Fast forward fourteen years, I have committed to Princeton University. I wish I could say that the story goes that my family has always dreamed or known that this is where I would end up. But, the story was never that I was going to end up at Princeton. Back on that airplane at age four in that t-shirt, Princeton was by no means my predestined trajectory, but an idea. This t-shirt that my father purchased was a tangible manifestation of a narrative that my parents hoped for me and my sister. It wasn’t a prescription for our future. They wanted to expose us to the idea that it could be possible if we wanted it to be.
Over the last year, the idea of where I wanted to go to college changed every day. Almost like clockwork, I would walk into the kitchen and declare to my family with the utmost confidence that my dream school was (insert school name) University. My family would feign support while knowing with confidence that it would change again the very next day.
This trend continued even through the college trip that we took in the fall where we toured Princeton as well as five other schools with a similar profile.
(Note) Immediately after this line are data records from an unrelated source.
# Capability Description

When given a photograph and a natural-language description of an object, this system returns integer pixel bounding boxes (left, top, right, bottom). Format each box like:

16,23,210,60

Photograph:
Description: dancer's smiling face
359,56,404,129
As I walked onto each campus, I fell in love with each for different reasons. This bothered me. I thought that there would be schools that I liked more than others, and I struggled to decide which school to apply for early admission. I had my applications completed for all of these schools and I just had to decide which to pull the trigger on. In fact, Princeton was the last school that I toured and ultimately became my first choice.
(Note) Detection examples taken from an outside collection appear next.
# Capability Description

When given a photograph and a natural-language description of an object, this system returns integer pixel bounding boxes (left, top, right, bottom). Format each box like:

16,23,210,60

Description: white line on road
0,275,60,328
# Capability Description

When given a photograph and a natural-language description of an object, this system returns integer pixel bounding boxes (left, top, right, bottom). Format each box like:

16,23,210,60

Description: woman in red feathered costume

After a whirlwind day in New York City, we drove into New Jersey to be ready for our visit at Princeton. Our hotel was right outside of the gates of campus, and even though it was dark outside, I thought it would be intriguing to see this side of the campus. After all, if I decided to matriculate there the campus would be my home during the day and at night time, so I thought it was worth seeing it from this perspective. Driving through the campus at night time left me in awe. There was not a star in the sky on that evening and because of fall break, there were hardly any students either. Even still, the campus sat boldly as if it were not afraid of the dark. With that boldness came this energy. At that very moment I felt the ideas and innovation flowing through its veins, the decorated history sitting in its heart, and most excitingly, the future sitting in its palm wide open waiting for someone to pick up the energy and make a difference with it in the service of humanity. We went back and visited the next day during the day time and the people there were so friendly. As we wandered across the campus, a student stopped me and my family and graciously showed us around. This was not the exception but the norm for the campus. For the first time, in my college search I did not have the intense agenda of an applicant. I felt so much like a student that I even forgot to document my visit with pictures or a visit to the bookstore, a rite of passage on all of my previous tours.
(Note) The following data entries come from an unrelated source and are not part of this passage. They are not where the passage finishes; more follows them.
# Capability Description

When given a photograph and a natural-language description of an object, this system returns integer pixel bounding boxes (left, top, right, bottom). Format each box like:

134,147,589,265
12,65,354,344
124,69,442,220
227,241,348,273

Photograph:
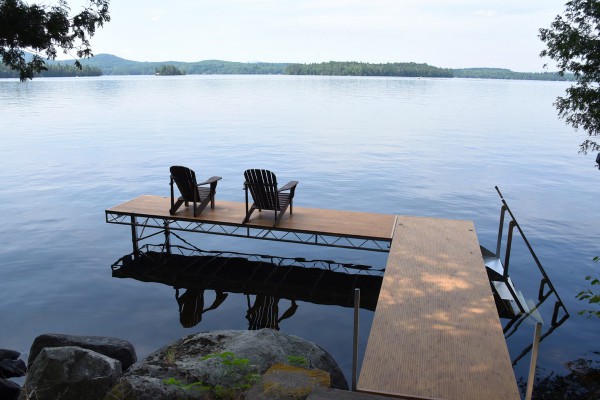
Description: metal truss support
106,211,391,253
All of this was complemented by what Princeton had to offer me. With a commitment to undergraduates, I will have access to world renowned professors in intimate settings as early as my first year. The Residential College system that resembles something out of a Harry Potter novel piqued my interest and the dedicated alumni who all seem to be devoted to Princeton reminded me of the school spirit here at Episcopal. All of these surface level attributes complemented by the energy from campus that night showed me that this was the school for me.
Even though I am beyond thrilled to have the opportunity to attend Princeton next year, I also know that it is not the only school for me. I am in love with all of the schools I applied to for different reasons, and I am at peace knowing that had I matriculated to any other school, I not only would be happy, but I would thrive. Throughout my college search, I let the process work. I did what I needed to do to present my best self and waited for these signs and experiences to become apparent to me. I know that all of the other schools I applied to would provide me the same quality of education and enrichment, but it is crazy to me that fourteen years later, Princeton would become, officially, part of my story.
Douglas Robins is a senior in his sixth year at Episcopal. He is an engaged member of the Episcopal community as a Writing Fellow, Student Vestry member, President of the National Honors Society and a part of the Honors Thesis program. Douglas also is an active member of the performing arts community and enjoys the flexibility of being able to explore his academic interests and his diverse extracurricular interests all in one school day.